Numa das mesas da exposição está o primeiro projeto que Siza viu tornar-se num espaço concreto, “quatro pequenas casas em Matosinhos. Que é feio, acho que é feio“, admitiu, bem-disposto. Feito entre 1954 e 1957, na altura foi alvo de polémica quando um jornal apresentou as casas como “a vergonha da terra”.

Entre 1960 e 1963 trabalhou para erguer a Cooperativa de Lordelo do Ouro. “Esse foi um dos projetos que acabou mal”, comentou o arquiteto. Os visitantes podem ver a carta da direção da cooperativa com algumas críticas. “Parece evidente a intransigência de V. Ex.ª a alterações sugeridas“. Mais: “Verifica-se que a realização das obras tem sido protelada por V. Ex.ª durante tempo considerado excessivo.”

Também estão lá alguns documentos da obra que transformou a Praça da Liberdade, no Porto.

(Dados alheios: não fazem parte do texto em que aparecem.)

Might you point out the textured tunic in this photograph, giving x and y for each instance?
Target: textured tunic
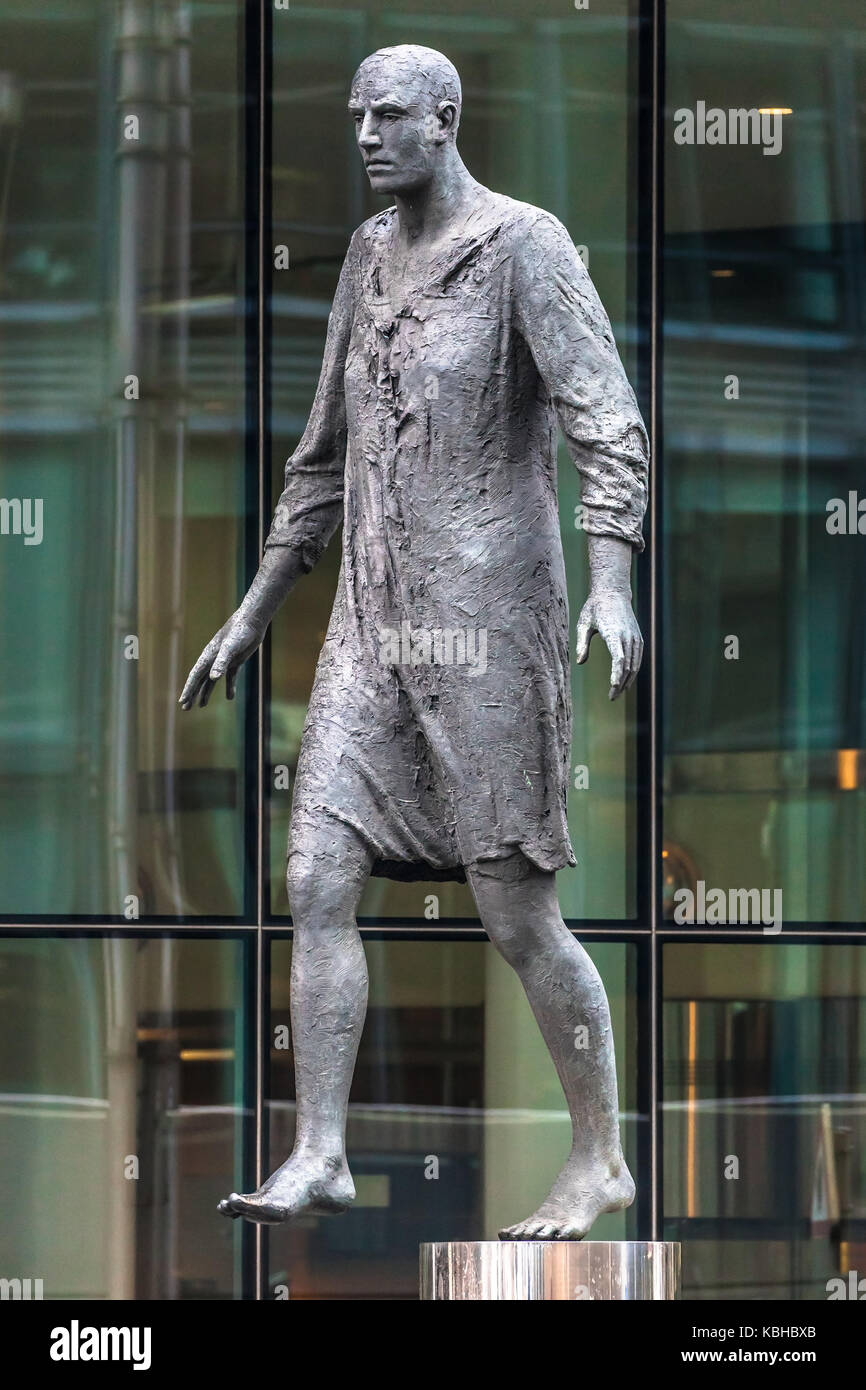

Um dos pormenores mais curiosos é a discussão em torno da estátua de D. Pedro IV a cavalo. “O que faz sentido é que o cavaleiro esteja a olhar para a Avenida, com o cu virado para a Câmara”, recordou Siza, sobre as intenções em colocar o cavalo virado para o edifício da Câmara Municipal.

Numa altura havia a ideia de que os meus arquivos iam todos para o estrangeiro. E não! Uma parte está aqui, uma grande parte está em Lisboa e isso satisfaz-me muito”, explicou. O arquivo encontra-se distribuído pelo Centro Canadiano de Arquitetura, em Montreal, no Canadá, (que Siza considera o melhor arquivo de arquitetura do mundo), pela Fundação Calouste Gulbenkian, em Lisboa, e, desde há seis meses, por Serralves. A mostra é, aliás, organizada em conjunto pelas três instituições.

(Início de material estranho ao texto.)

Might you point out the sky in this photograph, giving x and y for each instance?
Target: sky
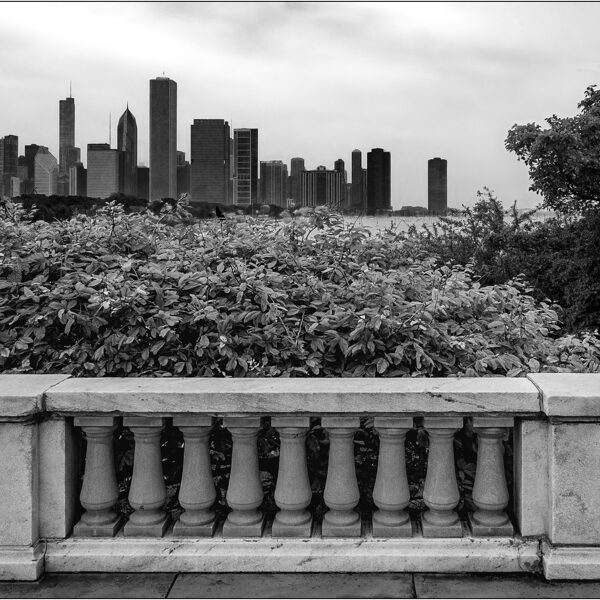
(317, 79)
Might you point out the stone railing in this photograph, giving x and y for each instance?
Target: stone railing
(57, 506)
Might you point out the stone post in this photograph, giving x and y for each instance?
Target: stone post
(197, 493)
(490, 492)
(148, 492)
(292, 492)
(341, 488)
(391, 494)
(441, 490)
(99, 492)
(245, 493)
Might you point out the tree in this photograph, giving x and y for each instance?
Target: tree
(564, 159)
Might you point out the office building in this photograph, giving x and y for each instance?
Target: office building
(45, 172)
(102, 171)
(273, 183)
(437, 186)
(127, 146)
(245, 157)
(163, 138)
(379, 181)
(210, 161)
(321, 187)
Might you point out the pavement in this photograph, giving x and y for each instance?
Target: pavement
(295, 585)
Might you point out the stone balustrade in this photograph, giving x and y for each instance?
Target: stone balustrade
(60, 487)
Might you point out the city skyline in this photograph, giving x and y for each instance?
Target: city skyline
(317, 80)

As 27 obras reunidas na biblioteca do Museu vão permitir aos visitantes terem “o conhecimento de como nasce a arquitetura”, seja um nascimento bom ou mau. Porque “isso depende não só de um arquiteto, mas sim do trabalho de equipa”, desde os engenheiros aos construtores, passando pelo cliente. “Podemos entrar na inteligência de Siza“, resumiu Suzanne Cotter, diretora do museu.

Comissariada pelo arquiteto André Tavares, a mostra pode ser visitada até 18 de setembro e é o ponto de partida de um programa de exposições, debates e eventos dedicados à arquitetura contemporânea. A atenção dada à arquitetura pelos museus de arte contemporânea é “usual” nos dias que correm, disse Siza Vieira. “Há uns anos era impossível pensar nisso porque a arquitetura sempre foi considerada uma filha menor das artes.” Ou até mesmo “uma não arte”, recordou. “Isto abre portas para o que eu espero que seja o crescimento deste arquivo, não voltado só para a obra minha mas para a de outros arquitetos.”